From a young age, she knew she wanted to work with plants in some form or another.

“Even as a child, I kept plant collections in my room,” she said. “Growing up in Louisiana, we have beautiful plants everywhere, so my room was always filled with bark, lichen, flowers, you name it.”

She then attended Auburn University to earn her master’s degree, where she focused on plant propagation and studied how various forms of horticulture can be used to help communities with little economic opportunity.

Following her graduation in 2009, she and her husband Phil McGlynn moved to North Carolina after discovering a mutual love of the area. She then got a job as the Farm Manager at Green River Preserve, a children’s outdoor adventure summer camp.

“My husband and I both got jobs initially at Green River and we loved it. We worked with so many cool programs, like one we made called K.A.L.E., or Kids Agricultural Learning Experience, which was a great way to get kids outdoors and learn where their food comes from!”

Meriwether started teaching as an adjunct horticulture instructor at Blue Ridge in 2014, and is elated to begin her new role as a faculty member.

In this role, she now has far more horticultural resources at her disposal, and said she’d love to start a more organized and clear job board for students to display available horticulture jobs in our area. She also hopes to foster relationships with local companies that can offer horticulture and sustainable resources to the community.

This semester, she will be teaching permaculture, fruit and vegetable production, nursery operations and plant propagation.

“I’m excited to be teaching these courses that range from aesthetics to sustainability and functionality.”

The College’s horticulture work-based learning program is also something Meriwether hopes to improve upon. She cited the hands-on nature of horticulture jobs as the perfect opportunity for students to get field experience.

She’s excited to continue renovating the College’s greenhouse as well, and said the greenhouse should be yet another beautiful addition to the campus, joining sites like the lake, arboretum and nature trail.

She said many students go into horticulture fields because they already have an interest in plants, but there is a common misconception that horticulture careers don’t pay enough.

“Jobs in horticulture – of all kinds – can offer you a steady income in a field you love and that you are passionate about. There are a lot of opportunities with an education in horticulture,” she said.

Experience in horticulture allows professionals to not only work outside on a regular basis, but also gives them the chance to start their own businesses, such as lawn maintenance or landscape installation.

In addition to its expansive horticulture programs, Blue Ridge’s new Brighter Future Scholarships, which offer free college for eligible students, are a significant benefit for students, Meriwether said.

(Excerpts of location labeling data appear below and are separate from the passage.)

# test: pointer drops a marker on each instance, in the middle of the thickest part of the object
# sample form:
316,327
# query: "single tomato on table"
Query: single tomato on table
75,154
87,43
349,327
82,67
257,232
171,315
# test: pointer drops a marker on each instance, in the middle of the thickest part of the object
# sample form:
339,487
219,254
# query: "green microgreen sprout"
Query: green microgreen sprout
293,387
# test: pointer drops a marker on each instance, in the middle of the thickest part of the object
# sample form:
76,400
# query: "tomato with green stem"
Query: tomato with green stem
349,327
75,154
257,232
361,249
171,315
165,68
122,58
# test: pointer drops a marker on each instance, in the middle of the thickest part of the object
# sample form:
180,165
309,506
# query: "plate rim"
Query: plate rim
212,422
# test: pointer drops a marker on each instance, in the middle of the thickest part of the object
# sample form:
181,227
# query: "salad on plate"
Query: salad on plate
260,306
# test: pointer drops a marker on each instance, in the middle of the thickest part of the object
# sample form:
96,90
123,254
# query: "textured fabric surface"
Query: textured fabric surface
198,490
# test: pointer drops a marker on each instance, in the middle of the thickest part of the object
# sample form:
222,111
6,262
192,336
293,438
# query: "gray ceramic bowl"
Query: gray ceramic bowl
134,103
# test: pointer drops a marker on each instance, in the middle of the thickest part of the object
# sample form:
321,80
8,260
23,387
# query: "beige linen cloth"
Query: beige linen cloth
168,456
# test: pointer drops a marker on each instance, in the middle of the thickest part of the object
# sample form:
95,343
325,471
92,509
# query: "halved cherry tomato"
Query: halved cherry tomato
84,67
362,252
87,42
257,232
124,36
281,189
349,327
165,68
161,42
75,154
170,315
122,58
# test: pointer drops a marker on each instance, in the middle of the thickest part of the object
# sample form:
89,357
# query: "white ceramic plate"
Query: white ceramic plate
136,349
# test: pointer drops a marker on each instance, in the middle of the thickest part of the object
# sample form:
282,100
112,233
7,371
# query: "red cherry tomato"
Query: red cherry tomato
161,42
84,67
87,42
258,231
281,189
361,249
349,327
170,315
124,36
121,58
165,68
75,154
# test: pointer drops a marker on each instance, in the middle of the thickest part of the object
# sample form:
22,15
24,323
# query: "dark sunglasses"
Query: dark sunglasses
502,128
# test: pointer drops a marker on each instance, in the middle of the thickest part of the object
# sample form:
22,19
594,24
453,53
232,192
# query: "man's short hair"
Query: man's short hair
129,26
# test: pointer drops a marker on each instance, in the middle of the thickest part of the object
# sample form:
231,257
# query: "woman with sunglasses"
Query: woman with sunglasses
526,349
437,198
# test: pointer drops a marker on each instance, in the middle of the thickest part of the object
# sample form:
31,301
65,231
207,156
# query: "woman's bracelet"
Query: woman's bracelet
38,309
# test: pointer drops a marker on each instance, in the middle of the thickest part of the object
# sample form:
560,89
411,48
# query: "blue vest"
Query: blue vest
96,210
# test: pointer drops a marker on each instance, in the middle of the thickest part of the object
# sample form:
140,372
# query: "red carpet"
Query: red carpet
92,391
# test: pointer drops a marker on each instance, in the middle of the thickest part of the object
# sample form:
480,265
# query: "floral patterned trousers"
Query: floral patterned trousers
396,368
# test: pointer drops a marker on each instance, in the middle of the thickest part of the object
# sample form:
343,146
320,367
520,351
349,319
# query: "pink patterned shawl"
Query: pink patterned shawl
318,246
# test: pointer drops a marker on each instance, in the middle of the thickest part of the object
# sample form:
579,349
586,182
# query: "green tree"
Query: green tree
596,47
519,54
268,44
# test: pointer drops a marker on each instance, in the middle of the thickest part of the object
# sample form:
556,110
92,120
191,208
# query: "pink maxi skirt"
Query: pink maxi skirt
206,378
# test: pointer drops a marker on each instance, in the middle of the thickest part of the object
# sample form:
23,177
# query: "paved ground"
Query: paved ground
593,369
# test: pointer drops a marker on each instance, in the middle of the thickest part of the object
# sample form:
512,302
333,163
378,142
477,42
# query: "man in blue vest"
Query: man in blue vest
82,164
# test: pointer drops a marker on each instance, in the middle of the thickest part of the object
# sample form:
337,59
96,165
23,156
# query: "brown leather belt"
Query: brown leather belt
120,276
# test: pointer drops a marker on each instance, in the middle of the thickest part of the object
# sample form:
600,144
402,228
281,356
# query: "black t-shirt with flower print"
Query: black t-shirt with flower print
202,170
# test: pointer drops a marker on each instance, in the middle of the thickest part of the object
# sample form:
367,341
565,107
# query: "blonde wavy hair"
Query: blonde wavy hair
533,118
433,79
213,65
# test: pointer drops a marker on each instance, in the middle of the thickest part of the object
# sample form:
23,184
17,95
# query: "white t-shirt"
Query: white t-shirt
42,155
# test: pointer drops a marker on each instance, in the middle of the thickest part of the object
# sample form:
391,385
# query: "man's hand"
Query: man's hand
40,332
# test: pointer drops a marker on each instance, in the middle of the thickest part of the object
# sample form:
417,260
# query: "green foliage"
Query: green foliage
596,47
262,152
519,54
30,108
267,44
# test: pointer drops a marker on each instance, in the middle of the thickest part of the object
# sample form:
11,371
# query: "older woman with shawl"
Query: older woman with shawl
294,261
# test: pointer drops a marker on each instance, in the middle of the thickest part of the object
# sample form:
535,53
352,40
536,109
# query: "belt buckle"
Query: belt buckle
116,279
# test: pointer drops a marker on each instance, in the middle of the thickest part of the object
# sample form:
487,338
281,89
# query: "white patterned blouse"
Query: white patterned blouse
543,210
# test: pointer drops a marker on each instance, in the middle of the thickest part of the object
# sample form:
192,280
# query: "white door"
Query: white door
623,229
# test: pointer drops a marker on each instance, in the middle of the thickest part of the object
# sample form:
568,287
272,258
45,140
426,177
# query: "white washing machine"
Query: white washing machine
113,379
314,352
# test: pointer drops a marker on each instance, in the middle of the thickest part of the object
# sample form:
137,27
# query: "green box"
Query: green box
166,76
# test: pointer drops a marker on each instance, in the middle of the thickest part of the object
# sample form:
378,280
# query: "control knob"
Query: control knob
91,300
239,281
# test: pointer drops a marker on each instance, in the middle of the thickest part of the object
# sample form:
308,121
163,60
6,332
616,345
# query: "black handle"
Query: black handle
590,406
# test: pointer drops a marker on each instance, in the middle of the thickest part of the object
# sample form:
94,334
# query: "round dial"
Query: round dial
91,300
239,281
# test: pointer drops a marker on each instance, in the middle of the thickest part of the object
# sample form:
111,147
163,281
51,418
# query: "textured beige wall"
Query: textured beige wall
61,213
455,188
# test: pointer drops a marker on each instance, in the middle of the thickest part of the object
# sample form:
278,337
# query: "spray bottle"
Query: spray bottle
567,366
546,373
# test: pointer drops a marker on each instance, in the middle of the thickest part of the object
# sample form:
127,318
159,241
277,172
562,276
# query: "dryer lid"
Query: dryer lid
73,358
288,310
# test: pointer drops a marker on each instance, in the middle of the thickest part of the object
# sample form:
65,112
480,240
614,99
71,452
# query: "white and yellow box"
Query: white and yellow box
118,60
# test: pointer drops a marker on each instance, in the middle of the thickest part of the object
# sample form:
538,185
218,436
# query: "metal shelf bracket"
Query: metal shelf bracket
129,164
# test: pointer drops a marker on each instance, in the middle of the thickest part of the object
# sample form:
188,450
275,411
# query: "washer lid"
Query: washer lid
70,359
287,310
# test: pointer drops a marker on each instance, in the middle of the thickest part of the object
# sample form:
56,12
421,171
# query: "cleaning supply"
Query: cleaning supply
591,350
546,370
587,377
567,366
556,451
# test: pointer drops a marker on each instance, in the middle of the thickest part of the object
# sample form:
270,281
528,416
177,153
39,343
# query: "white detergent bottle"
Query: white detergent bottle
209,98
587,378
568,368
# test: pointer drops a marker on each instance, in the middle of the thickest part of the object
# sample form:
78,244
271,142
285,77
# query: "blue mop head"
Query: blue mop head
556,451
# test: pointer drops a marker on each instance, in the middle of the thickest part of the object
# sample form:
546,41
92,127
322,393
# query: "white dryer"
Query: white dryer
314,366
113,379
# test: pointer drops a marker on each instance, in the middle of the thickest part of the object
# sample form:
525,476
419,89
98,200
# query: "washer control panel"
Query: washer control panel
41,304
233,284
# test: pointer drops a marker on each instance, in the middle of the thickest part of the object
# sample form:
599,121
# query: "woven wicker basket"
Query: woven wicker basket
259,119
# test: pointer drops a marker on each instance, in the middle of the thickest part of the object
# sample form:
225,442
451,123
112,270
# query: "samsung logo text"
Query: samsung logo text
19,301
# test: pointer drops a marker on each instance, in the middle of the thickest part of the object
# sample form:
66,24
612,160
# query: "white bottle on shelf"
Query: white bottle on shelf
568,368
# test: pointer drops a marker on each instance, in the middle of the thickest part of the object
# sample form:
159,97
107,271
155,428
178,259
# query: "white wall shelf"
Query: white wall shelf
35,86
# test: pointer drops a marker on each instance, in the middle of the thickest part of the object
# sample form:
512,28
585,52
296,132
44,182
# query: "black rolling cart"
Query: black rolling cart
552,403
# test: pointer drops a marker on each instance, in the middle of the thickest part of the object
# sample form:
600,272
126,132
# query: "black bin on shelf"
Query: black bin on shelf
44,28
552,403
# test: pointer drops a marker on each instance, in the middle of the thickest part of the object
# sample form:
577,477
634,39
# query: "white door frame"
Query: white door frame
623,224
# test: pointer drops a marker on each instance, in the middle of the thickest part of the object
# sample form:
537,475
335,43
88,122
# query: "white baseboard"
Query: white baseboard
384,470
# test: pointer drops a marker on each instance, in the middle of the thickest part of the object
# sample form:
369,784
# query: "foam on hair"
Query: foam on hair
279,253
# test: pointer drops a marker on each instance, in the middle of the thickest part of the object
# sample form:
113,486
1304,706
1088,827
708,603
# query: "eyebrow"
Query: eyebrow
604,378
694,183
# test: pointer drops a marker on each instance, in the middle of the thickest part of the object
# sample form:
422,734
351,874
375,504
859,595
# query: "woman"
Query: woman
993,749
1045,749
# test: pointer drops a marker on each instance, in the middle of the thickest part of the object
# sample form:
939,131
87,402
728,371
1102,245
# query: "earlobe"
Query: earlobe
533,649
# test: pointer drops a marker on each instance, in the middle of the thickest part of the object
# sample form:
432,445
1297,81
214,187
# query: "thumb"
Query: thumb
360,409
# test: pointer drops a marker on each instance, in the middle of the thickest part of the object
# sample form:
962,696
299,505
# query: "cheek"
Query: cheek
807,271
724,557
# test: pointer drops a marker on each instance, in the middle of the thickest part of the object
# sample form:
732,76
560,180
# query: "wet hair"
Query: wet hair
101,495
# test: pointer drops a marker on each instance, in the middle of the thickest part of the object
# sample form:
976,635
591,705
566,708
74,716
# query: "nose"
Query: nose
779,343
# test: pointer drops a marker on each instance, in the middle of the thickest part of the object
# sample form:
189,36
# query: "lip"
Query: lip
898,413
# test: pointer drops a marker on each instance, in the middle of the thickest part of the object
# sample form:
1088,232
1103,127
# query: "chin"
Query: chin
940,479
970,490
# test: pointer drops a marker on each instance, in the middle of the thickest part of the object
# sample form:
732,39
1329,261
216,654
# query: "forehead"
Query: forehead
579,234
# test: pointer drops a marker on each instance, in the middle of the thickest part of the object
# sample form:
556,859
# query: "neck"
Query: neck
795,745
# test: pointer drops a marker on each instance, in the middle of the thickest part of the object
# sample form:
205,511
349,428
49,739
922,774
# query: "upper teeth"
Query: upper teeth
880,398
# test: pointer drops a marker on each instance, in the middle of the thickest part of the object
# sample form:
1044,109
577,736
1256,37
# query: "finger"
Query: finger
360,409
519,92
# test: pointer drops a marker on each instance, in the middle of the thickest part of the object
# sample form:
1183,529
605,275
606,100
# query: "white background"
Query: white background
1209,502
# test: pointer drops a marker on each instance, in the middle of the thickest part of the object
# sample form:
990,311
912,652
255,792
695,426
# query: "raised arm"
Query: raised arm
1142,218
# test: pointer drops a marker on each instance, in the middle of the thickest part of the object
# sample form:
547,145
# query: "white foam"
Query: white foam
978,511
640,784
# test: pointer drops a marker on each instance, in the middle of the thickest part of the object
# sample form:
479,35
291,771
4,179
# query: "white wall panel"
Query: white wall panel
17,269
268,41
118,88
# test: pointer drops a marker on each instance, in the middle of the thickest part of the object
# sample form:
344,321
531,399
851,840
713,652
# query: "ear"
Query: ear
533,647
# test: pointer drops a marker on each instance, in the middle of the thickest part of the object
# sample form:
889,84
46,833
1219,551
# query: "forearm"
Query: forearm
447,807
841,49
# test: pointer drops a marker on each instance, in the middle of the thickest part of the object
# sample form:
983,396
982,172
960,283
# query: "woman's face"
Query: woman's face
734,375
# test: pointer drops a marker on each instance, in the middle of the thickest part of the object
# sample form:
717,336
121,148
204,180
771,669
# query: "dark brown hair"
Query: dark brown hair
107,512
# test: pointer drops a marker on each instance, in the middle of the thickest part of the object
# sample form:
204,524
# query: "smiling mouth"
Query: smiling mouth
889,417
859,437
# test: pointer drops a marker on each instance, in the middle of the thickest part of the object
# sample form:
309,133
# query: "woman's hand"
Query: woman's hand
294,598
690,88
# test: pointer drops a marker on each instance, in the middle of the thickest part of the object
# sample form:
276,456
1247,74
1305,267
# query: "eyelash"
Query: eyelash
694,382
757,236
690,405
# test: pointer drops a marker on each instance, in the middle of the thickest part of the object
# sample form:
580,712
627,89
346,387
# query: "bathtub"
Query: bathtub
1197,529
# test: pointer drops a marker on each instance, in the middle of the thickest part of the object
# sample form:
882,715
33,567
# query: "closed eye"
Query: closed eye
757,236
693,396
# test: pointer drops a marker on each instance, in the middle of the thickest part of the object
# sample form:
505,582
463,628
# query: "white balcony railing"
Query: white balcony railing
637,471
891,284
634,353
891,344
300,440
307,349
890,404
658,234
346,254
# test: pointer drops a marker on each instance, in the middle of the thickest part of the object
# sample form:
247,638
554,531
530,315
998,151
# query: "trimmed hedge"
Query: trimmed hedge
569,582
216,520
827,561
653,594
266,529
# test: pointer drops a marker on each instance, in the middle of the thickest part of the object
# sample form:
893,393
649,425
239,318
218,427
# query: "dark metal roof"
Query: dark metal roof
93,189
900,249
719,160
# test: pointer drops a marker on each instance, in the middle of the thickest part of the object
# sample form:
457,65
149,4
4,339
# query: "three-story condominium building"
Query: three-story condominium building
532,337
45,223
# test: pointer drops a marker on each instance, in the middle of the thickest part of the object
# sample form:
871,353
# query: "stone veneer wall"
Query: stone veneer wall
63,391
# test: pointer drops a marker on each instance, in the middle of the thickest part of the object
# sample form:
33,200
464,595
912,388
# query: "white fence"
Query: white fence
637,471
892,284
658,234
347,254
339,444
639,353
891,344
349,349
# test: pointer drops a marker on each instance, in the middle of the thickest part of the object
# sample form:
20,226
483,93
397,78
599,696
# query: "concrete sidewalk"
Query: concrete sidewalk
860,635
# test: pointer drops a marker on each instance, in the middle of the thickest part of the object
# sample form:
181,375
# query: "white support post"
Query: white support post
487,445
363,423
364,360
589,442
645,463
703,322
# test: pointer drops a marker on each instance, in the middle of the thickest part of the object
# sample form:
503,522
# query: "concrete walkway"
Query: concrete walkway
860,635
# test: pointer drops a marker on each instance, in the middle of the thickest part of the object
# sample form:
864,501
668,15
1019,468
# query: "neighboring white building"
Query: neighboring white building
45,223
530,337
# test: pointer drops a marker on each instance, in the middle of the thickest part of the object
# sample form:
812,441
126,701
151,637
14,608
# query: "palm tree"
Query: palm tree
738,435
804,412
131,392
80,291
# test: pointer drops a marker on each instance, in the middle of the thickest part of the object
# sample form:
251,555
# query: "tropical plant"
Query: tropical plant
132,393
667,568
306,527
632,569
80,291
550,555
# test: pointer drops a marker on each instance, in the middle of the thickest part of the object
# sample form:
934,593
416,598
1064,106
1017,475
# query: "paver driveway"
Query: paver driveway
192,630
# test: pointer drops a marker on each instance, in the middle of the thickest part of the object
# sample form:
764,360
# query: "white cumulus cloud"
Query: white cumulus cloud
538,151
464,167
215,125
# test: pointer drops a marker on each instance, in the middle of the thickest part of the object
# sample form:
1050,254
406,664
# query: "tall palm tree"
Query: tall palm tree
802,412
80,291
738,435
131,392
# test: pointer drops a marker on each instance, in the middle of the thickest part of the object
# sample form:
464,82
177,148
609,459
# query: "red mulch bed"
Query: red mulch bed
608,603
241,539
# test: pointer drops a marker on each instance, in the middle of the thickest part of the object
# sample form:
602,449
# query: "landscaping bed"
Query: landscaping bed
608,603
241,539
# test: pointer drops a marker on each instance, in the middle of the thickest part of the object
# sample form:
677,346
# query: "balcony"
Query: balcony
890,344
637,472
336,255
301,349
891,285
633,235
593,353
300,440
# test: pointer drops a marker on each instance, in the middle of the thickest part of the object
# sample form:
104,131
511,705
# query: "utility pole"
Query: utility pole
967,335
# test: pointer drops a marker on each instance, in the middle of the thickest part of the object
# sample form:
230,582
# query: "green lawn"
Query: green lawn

She believes horticulture offers career prospects that are suitable for many different backgrounds, including people with very little spare time, numerous life expenses or who already have children of their own.

“How do you pay for college while juggling all those other responsibilities? These scholarships have attracted countless people who previously thought they couldn’t afford an education,” she added.

For students who are apprehensive about choosing horticulture as their major, Meriwether encourages everyone to consider the vast diversity of professions you can begin with a degree in horticulture. Not only that, you also learn about various other fields of study such as entomology, soil science, plant identification, even cultivation and care of your own home gardens.

In her spare time, Meriwether enjoys reading, gardening, cooking, kayaking and canoeing, hiking and hosting jam sessions with her musician husband’s band “Sycamore Flats.”